Australian sources said advisers to the two sides – UBS, Macquarie Group and Greenhill – would start fresh talks after the Christmas holiday to hammer out the final details of a merger that involves the two carriers maintaining separate listings in London and Sydney but with a single board of directors and combined balance sheet.
The Australian Government re-affirmed its support for the US$5.9 billion merger as long as it’s not a takeover and continued to insist that Qantas must remain 51 per cent Australian-owned for reasons of national security.
BA, whose 1.8 billion pound (US$2.7 billion) market value is only a fraction smaller than Qantas’, also said merger talks were continuing with Spain’s Iberia to form the world’s third-largest airline.

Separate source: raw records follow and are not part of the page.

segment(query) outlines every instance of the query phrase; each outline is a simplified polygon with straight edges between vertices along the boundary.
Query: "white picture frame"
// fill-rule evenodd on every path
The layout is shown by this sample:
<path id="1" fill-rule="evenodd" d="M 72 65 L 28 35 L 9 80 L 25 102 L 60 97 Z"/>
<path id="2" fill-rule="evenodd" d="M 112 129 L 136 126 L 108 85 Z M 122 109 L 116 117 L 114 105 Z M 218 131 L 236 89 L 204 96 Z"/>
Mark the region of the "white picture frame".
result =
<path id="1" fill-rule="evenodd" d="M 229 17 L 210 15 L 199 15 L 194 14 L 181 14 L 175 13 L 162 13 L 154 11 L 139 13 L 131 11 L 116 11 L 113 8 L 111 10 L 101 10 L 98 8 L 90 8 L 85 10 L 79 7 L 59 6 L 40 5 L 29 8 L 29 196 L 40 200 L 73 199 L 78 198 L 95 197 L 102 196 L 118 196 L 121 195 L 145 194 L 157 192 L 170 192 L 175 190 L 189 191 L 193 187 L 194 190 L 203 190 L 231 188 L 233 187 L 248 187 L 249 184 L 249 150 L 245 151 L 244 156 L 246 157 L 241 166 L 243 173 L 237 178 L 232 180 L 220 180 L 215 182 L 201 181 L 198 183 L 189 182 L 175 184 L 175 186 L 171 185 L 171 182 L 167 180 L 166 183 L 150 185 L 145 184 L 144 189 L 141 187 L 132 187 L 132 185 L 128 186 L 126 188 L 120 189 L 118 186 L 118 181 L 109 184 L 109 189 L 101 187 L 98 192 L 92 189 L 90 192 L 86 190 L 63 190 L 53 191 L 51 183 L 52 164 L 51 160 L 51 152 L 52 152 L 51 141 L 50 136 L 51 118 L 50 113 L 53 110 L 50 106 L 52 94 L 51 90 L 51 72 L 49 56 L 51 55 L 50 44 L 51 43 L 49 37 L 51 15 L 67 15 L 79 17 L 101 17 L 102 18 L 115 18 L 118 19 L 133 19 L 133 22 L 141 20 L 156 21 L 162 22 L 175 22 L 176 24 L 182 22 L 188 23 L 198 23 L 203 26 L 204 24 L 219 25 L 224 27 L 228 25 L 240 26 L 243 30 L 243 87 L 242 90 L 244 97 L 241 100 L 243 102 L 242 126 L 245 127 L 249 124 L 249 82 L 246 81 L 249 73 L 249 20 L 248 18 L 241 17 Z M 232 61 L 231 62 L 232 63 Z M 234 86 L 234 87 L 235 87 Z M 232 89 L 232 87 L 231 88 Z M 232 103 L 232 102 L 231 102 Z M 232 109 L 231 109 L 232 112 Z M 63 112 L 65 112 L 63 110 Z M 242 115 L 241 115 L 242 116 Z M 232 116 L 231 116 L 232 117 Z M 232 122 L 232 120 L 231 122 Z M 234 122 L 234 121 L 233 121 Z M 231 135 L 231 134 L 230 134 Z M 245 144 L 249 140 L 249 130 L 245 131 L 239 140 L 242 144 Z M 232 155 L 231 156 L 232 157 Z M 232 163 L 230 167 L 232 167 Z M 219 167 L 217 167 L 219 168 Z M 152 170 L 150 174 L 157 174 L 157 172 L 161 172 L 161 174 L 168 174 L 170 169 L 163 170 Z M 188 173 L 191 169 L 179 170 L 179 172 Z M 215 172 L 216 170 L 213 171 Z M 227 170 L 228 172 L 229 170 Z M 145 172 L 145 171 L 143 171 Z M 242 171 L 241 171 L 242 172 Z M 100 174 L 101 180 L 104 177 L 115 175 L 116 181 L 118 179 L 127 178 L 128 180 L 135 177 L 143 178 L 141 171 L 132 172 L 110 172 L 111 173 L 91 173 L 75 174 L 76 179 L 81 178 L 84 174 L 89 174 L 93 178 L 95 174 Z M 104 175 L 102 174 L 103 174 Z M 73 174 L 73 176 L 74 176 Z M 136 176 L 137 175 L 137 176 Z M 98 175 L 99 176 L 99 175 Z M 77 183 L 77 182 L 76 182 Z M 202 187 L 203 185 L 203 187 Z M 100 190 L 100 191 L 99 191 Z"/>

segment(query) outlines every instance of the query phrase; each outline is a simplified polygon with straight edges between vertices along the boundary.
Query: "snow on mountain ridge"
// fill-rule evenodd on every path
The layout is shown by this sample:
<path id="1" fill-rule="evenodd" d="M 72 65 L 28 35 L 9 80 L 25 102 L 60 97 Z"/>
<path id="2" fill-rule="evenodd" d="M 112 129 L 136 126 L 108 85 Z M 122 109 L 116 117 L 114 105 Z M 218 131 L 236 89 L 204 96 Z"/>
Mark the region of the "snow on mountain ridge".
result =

A three-way tie-up between BA, Iberia and Qantas would create the world’s biggest airline, with combined scheduled passenger kilometres flown of almost 270 billion a year, comfortably overtaking American Airlines 222.8 billion. Conte said that despite Qantas initiating talks with BA in August, he only found out about the plans when BA CEO Willie Walsh phoned him an hour before they were made public in late November.
Speaking in London, Conte made it clear he was unhappy with the idea of adding Qantas to the BA-Iberia deal, saying a three-way tie up with Qantas would be “too complex”.